Interesting wooden house located in the desert in Utah, USA. It was designed by a non-profit organization DesignBuildBluff for Lorraine Nakai, an avid  collector of books, memorabilia and objects.

Nakai House by DesignBuildBluff - 1
Nakai House by DesignBuildBluff - 2
Nakai House by DesignBuildBluff - 3
Nakai House by DesignBuildBluff - 4
Nakai House by DesignBuildBluff - 5
Nakai House by DesignBuildBluff - 6
Nakai House by DesignBuildBluff - 7
Nakai House by DesignBuildBluff - 8

Description by DesignBuildBluff

DesignbuildBLUFF is a non-profit organization located in southeast Utah. The organization works with college students to help Navajos on the Indian reservation. Collaborating with DesignBuildBLUFF, during the summer of 2011 eight students from the University of Colorado at Denver designed the house, and during the fall semester moved to Utah for the build.The house was built for an impoverished Navajo woman.
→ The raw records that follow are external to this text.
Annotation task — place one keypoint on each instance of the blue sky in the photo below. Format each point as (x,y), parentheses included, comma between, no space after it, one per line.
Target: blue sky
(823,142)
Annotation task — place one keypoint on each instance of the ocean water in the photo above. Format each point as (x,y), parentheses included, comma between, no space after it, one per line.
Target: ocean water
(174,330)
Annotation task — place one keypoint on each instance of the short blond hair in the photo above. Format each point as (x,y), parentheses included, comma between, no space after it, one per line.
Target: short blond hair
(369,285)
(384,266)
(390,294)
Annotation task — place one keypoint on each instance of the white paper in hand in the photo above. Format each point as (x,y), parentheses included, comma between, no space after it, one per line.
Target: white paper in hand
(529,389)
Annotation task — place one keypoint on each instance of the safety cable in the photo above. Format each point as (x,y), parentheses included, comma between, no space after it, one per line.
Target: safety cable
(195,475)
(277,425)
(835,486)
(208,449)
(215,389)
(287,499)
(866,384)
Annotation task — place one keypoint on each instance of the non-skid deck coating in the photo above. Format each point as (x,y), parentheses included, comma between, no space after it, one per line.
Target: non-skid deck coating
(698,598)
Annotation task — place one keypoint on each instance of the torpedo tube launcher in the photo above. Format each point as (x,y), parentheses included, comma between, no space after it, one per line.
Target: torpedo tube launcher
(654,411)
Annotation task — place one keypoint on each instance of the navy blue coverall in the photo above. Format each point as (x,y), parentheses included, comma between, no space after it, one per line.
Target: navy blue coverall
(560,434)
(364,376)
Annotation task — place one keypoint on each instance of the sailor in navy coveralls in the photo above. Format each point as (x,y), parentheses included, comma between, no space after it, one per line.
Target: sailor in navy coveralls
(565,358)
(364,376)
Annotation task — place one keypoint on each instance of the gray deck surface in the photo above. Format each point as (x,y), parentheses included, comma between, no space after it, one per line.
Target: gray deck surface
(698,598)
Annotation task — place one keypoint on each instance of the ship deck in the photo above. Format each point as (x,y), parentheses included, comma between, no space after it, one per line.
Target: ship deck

With little-to-no construction experience, the team completed the house in 80 days with a budget of $25,000. The team’s final design is a true response to the client’s aspirations, existing site conditions, and extreme desert climate. More importantly, the successful completion of this project hopes to inspire young architects and show them that with determination, persistence and the will to improve people’s living conditions, modern and thoughtful designs can be achieved even with little funding.


Lorraine Nakai is an avid collector of books, memorabilia, objects, etc. When the team met her, she had her collections piled and dispersed within her old house. She expressed a strong desire to be able to showcase her eclectic collections in her new home – they were truly a part of who she was. Furthermore, she broached ideas that questioned the traditional bedroom, flexibility, and efficiency of space.


We deeply regarded our discussions with the client about showcasing her collections as well as the notions of flexibility and efficiency. As a result, a 50-foot long bookshelf, which stretches the length of the house, serves a dual purpose. First, it transforms the interior of the house into a diverse exhibit. Secondly, it provides a buffer between “serving” and “served” spaces. The height of the undulating ceiling subtly layers the space in three zones of privacy. The fire place, which is an integral part of the Navajo culture, stands proud as a singular object in this space.


Amidst an arid desert and three existing structures on site, and a lonely tree, the team placed the building so as to create an outdoor communal courtyard. The courtyard opens to the south to accept the cool breezes in the summer, while the building shields the courtyard from the frigid western winds in the winter.


Despite a mere 745 sq.ft footprint, the usable space within the house, including occupiable space, storage lofts and bookshelf space, encompasses more than 1100 sq.ft. The efficient interior attempts to achieve two things. First, it challenges the notion of the traditional bedroom as there are no “true” bedrooms in the house. The main “bedroom” comprises a sleeping nook – or an enfolding “womb” as the client refers to it. The nook is built into the bookshelf, so that when our client rests, she is gently enveloped in her collections. Secondly, the design merges the interior with the beautiful desert landscape. The “stepping” of the floor plan allows for beautiful vistas (one of which is provided by a floor-to-ceiling window bathroom window) to the mountains several miles north of the house. A splash window in the kitchen frames views of the desert landscape while the frameless pop-out window on the north-side blurs the boundaries of indoor and outdoor.


The orientation of the house and exterior envelope are a true response to the extremities of a desert climate. To keep the house cool in the summer, the building’s large south opening, porosity to the east, and detailing of door stops allow for cross ventilation. The house is entirely cladded with reclaimed spandrel glass, which is detailed to hang 2 inches proud of the exterior walls. This detailing keeps the harsh sun and frigid winds from coming in direct contact with the walls of the house. The house stays cool and quiet in the summer and warm in the winter.